La industria vinícola española es una de las más potentes del planeta. La producción de vino en España se encuentra en el top’3 a nivel mundial y buena parte se distribuye a otros países, que encuentran en nuestras tierras una auténtica mina de oro.

Los vinos tintos y los vinos blancos son los más consumidos, pero no los únicos. Alrededor de la producción de estos caldos, elaborados a partir del zumo de uva, hay toda una variedad de sabores, aromas, matices y colores que hacen del nicho vitivinícola todo un arte y un mundo que merece la pena explorar.

Dentro de las múltiples propuestas que surgen de la elaboración se encuentran los vinos dulces. Tienen una gran tradición, de muchas décadas e incluso siglos, pero no la magnitud que alcanzan el resto. Con todo, el Moscatel, el Pedro Ximénez o la Mistela son opciones muy a tener en cuenta a la hora de paladear una bebida diferente.

¿Qué es la Mistela?

La mistela es una bebida alcohólica hecha a partir del mosto. A este se le añade alcohol vínico para conseguir una graduación de 13 grados, como mínimo.

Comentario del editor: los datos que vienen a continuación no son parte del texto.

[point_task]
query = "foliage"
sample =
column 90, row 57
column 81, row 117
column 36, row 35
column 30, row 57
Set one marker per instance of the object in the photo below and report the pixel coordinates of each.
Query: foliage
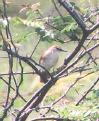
column 87, row 111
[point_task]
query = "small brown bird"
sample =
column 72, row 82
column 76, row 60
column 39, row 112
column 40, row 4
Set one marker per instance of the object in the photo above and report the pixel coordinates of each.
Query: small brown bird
column 49, row 59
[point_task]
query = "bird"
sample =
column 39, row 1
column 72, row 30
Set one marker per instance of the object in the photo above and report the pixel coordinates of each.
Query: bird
column 49, row 59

Los más puristas, atendiendo a esta explicación, consideran que no se trata de un vino a pesar de que su elaboración guarda muchas similitudes con otras bebidas vínicas.

Es cierto que la mistela sirve de base para el vermú, por ejemplo, al que se le añaden otros ingredientes para que adquiera su sabor, aroma y cuerpo, pero también puede beberse sola sin necesidad de acompañantes en su producción.

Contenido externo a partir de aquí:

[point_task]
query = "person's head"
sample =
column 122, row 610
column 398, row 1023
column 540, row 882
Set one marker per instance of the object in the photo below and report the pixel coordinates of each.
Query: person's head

Dentro de esa pequeña competencia que puede surgir entre estos dos tragos, el vermú parece haber ganado enteros hasta la fecha, pero la mistela no ha dicho su última palabra y se postula, cada vez más, como una alternativa como aperitivo e incluso para ser disfrutada durante la sobremesa.

¿Cómo se elabora?

Aunque existen variedades que emplean uvas tintas, lo corriente es que la mistela se elabore a partir de uva blanca y más en concreto de la variedad Moscatel.

Precisamente es de la bebida Moscatel de la que se deriva la mistela. La única diferencia es que no se lleva a cabo el proceso de fermentación, sino que se interrumpe, como decíamos, al añadirle el alcohol vínico.

De esa manera, además de contar con bebidas de alta graduación y muy dulces, gracias al alto contenido de azúcar que se deriva del proceso de asoleo de la uva Moscatel, que propicia que la uva casi llegue a pasificarse, se logra una bebida muy duradera, que se conserva bien y que resulta difícil que se eche a perder.

 

Origen

Hay una corriente extendida que explica que el nacimiento de la mistela se dio más por casualidad y fruto de la necesidad que en una prueba o experimento.

Y es que las cosechas, especialmente en zonas vinícolas de alta producción, se encontraban con excedentes de vino y mosto que terminaban por no aportar ningún beneficio a los bodegueros. La forma de darles salida que desarrollaron fue mezclarlos para acabar obteniendo la mistela.

De esa forma, y en adelante, sabían que su producción dejaba margen para trabajar este tipo de bebida vínica, que fue asentándose en algunas zonas. Por si eso no fuese suficiente, también le sacaban un rendimiento económico en vez de desecharlo.

Consumo

Gracias a la globalización podemos disfrutar de un vaso o una copa de esta bebida en cualquier lugar del mundo (o casi) si bien hay puntos de la Península Ibérica en los que existe cierta tradición y su consumo está más extendido. Entre ellos: Albacete, Almería, la Comunidad Valenciana y Granada.